The Avenel project went so well for both parties that PIA and the PGA signed an agreement in 1985 to develop six additional “Avenel concept” golf-residential communities, Holloway said. Two of the six communities are in the planning stages, one of which is a project proposed for a 2,307-acre ranch owned by entertainer Bob Hope in Ventura County. If approved, the project three miles east of Thousand Oaks will include a PGA golf course and 1,848 housing units, Ventura County Planner Joseph Eisenhut said.

Potomac and partner Weyerhaeuser Co. have also proposed a golf course and 3,585 housing units for a 2,050-acre parcel in Snoqualmie, Wa., a suburb of Seattle, said Snoqualmie Planning Director LeRoy Gmazel. Weyerhaeuser owns the proposed site.

The PGA now operates 10 tournament courses, with an additional two under construction and three in the planning stages, Kelly said.
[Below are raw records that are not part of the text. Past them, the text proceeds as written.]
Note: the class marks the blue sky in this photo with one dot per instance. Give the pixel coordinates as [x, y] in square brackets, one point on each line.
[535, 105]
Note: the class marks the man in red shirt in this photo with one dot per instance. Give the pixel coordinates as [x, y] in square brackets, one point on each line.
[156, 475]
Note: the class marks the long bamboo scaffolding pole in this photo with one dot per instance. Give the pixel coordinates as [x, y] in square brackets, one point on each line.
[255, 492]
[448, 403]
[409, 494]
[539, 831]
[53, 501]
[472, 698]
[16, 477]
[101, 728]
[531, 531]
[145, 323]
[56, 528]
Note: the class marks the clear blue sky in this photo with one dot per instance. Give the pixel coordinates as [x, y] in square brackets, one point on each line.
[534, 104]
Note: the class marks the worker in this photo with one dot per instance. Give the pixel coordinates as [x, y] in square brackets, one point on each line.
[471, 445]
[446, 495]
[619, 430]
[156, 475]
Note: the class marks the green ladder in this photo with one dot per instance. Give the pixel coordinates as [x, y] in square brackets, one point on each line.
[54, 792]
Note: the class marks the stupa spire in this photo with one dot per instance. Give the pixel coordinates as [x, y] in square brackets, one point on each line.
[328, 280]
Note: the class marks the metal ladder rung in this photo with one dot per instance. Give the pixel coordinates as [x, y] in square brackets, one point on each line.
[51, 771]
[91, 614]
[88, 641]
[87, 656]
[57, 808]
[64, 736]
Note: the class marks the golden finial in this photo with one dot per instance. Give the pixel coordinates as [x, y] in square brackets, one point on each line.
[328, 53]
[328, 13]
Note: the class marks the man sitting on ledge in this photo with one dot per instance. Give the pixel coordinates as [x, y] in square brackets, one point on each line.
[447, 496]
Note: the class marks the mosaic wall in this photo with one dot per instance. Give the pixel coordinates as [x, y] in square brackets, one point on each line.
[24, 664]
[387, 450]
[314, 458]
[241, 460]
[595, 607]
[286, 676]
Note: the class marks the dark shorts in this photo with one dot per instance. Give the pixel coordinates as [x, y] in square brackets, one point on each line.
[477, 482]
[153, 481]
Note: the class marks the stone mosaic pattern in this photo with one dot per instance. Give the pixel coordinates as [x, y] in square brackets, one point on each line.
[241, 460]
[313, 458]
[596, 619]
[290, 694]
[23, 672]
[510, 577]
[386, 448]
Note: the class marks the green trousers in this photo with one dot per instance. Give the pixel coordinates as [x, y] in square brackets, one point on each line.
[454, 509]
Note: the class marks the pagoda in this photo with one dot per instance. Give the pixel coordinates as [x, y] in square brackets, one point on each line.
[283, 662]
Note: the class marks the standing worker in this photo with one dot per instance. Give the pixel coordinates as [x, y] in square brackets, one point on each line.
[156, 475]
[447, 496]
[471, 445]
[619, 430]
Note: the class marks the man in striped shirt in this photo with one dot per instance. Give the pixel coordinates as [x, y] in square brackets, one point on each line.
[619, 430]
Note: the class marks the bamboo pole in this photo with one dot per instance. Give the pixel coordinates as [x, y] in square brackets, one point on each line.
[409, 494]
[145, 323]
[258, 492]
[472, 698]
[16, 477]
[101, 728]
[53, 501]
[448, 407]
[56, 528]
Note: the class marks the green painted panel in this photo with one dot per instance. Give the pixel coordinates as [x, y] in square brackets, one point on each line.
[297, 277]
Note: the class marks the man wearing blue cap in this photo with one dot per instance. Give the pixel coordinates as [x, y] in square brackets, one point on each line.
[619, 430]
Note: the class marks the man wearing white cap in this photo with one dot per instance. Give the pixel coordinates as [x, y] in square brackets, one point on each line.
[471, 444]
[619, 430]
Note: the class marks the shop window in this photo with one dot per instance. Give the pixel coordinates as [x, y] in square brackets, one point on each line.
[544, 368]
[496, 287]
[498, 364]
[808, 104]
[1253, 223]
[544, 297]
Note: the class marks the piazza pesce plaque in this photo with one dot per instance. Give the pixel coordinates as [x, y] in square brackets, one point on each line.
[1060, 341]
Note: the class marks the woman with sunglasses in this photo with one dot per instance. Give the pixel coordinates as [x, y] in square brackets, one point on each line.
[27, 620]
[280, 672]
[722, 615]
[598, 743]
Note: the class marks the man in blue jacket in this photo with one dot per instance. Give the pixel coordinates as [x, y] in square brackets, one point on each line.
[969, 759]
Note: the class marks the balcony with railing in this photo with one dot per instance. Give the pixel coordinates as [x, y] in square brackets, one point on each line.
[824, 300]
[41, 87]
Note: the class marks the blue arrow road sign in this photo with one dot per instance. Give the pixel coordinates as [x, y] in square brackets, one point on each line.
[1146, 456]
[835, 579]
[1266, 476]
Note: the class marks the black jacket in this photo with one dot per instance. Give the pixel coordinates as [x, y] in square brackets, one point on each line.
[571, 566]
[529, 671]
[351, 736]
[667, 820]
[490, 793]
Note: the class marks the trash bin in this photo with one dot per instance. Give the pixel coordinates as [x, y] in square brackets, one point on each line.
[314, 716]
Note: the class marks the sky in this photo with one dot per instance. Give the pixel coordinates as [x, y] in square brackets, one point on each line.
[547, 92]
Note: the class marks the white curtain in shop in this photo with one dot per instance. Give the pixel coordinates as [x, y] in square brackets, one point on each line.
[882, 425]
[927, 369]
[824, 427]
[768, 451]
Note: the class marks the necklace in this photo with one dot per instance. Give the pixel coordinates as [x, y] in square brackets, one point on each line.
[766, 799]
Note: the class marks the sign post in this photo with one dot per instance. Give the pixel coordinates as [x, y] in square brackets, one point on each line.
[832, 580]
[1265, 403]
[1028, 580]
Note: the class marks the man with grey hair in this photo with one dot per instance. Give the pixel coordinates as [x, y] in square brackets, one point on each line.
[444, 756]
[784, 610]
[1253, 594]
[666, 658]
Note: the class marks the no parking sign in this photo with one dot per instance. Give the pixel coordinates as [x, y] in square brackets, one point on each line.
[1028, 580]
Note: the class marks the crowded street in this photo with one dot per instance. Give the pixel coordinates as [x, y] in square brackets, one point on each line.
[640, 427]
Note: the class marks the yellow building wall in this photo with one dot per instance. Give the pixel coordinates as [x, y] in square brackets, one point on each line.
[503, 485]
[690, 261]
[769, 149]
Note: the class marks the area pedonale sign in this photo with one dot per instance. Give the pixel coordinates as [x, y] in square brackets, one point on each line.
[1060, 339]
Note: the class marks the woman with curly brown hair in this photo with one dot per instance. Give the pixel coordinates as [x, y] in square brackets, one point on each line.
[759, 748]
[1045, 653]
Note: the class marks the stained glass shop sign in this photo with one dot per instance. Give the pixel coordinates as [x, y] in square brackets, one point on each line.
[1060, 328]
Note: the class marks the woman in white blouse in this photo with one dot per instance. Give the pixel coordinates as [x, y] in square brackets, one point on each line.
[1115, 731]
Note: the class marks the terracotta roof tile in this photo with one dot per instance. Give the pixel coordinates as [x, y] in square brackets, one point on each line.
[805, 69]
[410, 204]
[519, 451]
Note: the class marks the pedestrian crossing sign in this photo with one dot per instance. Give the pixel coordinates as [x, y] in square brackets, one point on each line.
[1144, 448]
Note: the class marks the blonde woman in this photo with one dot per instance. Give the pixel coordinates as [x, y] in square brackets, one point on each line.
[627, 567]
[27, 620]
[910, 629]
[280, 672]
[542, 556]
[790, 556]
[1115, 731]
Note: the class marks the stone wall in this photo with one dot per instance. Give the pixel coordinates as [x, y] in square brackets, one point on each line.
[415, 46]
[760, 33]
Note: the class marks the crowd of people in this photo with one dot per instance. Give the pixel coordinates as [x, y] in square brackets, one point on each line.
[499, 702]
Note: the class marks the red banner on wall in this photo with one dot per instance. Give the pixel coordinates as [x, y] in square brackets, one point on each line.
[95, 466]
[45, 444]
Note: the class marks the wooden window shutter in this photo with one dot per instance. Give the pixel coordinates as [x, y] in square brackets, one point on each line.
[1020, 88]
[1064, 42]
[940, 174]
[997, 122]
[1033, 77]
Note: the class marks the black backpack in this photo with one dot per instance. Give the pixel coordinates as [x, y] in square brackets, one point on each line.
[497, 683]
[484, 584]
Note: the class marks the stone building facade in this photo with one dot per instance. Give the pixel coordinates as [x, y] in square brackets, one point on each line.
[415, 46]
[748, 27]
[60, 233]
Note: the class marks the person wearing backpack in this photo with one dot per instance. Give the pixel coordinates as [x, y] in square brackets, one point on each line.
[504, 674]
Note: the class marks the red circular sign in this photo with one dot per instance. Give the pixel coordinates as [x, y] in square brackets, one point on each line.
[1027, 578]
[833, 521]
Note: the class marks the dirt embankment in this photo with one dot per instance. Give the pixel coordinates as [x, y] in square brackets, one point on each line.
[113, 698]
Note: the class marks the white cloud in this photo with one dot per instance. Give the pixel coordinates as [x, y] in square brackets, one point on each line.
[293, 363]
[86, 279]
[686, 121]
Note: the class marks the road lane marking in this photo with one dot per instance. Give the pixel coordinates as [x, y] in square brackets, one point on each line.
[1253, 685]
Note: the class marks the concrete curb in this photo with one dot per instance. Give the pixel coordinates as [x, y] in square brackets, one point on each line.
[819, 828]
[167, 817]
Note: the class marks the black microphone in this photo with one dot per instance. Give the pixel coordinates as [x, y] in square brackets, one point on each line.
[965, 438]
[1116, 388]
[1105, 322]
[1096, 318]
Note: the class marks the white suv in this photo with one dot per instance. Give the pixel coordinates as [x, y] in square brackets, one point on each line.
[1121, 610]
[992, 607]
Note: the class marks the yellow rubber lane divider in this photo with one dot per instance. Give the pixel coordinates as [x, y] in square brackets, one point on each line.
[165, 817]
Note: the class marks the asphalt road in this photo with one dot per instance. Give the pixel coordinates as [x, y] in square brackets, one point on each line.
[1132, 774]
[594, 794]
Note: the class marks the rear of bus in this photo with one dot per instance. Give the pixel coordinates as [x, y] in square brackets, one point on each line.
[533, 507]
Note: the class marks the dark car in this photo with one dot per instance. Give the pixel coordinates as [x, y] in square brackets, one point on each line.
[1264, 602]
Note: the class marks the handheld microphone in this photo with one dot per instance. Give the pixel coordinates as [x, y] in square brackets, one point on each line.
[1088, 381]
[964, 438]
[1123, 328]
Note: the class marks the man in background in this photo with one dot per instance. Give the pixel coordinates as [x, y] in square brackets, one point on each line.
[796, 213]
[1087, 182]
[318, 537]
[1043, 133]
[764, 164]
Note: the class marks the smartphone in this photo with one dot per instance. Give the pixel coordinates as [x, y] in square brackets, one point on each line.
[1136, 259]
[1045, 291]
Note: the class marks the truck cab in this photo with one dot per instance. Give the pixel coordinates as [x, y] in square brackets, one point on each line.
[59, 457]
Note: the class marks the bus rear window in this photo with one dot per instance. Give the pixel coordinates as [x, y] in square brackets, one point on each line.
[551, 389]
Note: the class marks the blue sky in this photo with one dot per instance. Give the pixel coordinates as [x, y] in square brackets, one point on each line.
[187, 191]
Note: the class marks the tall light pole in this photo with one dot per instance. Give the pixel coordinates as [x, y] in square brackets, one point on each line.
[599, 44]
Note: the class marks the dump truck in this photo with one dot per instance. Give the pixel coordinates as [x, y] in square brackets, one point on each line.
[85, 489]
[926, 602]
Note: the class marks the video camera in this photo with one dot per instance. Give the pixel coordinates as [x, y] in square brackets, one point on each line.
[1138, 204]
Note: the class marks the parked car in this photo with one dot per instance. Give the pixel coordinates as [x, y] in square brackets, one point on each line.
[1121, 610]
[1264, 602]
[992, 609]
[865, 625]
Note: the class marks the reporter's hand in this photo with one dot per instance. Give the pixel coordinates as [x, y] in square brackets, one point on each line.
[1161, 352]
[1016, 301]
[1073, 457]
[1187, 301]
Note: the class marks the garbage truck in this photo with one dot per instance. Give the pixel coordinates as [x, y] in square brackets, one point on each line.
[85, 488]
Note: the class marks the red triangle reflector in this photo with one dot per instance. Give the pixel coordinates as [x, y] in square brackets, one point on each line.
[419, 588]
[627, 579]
The golf courses are part of the PGA’s plan to own as many as 25 of the courses on which PGA tournaments are held by the turn of the century, Holloway said.

He said that if the La Jolla Valley course is built, the Shearson Lehman Hutton Andy Williams Open, which traditionally has been played at the Torrey Pines Golf Course, eventually will be moved there.